After three seasons in which roamed the corridors of a business like Midnight Trains, we’re launching a new four-part article series introducing you to the big new actors in the European rail industry. Like us, but with projects very different to our ‘hotels on rails’, they’re each trying to stake out a claim to a different part of the market. In this first episode, we’ll be delving into the history and business model of Railcoop, the cooperative that plans to link up Bordeaux and Lyon.
The privatisation of the French railway market has led to many innovative ideas, and not only on the part of big international investors. One of the most impressive is Railcoop. Europe’s first railway cooperative brings together ‘citizens, railway workers, businesses and collective around a single mission: to develop a transport offering at once innovative and adapted to the needs of all territories’. Ambitious? Yes. Original? Even more so.

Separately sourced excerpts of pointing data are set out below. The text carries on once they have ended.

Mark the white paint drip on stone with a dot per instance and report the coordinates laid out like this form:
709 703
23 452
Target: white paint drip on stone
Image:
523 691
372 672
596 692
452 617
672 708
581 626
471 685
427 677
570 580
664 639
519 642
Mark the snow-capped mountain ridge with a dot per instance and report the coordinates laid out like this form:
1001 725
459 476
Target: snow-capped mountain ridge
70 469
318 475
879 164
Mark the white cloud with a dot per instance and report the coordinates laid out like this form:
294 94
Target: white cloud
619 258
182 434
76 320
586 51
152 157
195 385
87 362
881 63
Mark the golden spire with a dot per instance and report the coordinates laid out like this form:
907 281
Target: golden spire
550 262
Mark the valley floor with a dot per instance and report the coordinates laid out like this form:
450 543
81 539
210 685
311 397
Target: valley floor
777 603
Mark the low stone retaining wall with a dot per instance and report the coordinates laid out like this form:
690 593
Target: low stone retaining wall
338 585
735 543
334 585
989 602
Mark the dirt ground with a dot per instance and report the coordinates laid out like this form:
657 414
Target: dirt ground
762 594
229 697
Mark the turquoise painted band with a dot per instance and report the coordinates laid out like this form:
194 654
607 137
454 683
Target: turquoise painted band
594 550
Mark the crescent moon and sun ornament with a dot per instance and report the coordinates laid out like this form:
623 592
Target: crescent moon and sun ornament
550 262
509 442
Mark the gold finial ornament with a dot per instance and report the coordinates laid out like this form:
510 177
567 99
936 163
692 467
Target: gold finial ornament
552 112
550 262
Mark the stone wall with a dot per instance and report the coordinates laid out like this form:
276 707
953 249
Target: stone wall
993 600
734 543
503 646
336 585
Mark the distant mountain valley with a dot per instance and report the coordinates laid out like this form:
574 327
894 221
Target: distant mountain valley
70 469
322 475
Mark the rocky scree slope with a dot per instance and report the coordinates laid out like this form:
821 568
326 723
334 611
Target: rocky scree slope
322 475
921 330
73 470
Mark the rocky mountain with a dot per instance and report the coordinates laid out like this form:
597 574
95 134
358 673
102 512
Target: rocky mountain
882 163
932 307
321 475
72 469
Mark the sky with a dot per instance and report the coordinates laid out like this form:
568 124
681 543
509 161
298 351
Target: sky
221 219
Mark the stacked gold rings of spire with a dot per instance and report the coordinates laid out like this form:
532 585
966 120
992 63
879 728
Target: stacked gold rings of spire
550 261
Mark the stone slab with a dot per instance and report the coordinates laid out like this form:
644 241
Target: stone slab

The basic idea is simple. Numerous train lines have been abandoned in recent years for logistical and economic reasons, even though they were still useful to locals. Often they were neglected in favour of more profitable lines that pass through Paris. To help revive them, a diverse group of rail fanatics founded a non-profit in 2019, before becoming a cooperative a few months later, with 32 founding members.
The first goal: to revive the Bordeaux-Lyon line, which was abandoned in 2012. And for good reason: how could it be that these two major French cities weren’t directly connected by train? Why should the inhabitants of the capital of the Gauls and those of the French wine capital have to pass through the City of Light every time? For the members of Railcoop, this was incomprehensible. And we’d agree.
Three years after it was founded, the cooperative had raised seven million euros and numbered some 12,000 members, including local associations, collectives and businesses like the media outfit Alternatives Economiques and store chain Biocoop. As of 2021, it even has a railway business licence. However, the opening of the line has been repeatedly delayed. First it was pushed back to December 11 2022, and now the opening of the Bordeaux-Lyon line (via Périgueux, Limoges and Montluçon) doesn’t even have an official inauguration date.
Despite the generosity and goodwill of its members and supporters, the cooperative today faces three main problems. The first, which could be resolved soon, is to do with logistics. To get trains on tracks, you have to receive timetabling approval by SNCF Réseau. For a while, it seemed like the two parties might not reach an agreement, but over the past few months, the management of Railcoop, however, wanted to be reassuring on the subject, without saying much more.
The second difficulty faced by Railcoop relates to the renovation of three X72500 acrriages which should allow it to reconnect Bordeaux and Lyon. Repurchased from SNCF Voyageurs and the Auvergne-Rhône-Alpes region, they still haven’t been revamped to this day and so aren’t ready to welcome passengers wishing to travel from west to east and vice versa. It’s worth noting that the cooperative has since expressed interest in 20 other carriages.
Finally, Railcoop has financial issues, too. In fact, it reckons it’ll need 30 million euros to ensure its financial longevity – a sum that neither the banks nor the investors seem ready to plough into the project for the moment. However, at least 50 percent of the total must be its own funds. Happily, the members have recently launched a new whip round aiming to raise 27 million euros by spring 2022. They’ve also called on the French government to put in place state guarantees that they can access the rail market.
The existence of an initiative like Railcoop and the public excitement that it has generated is testament to the immense possibilities of the rail sector. We’re really excited to see the Figeac cooperative’s trains criss-crossing the Hexagon.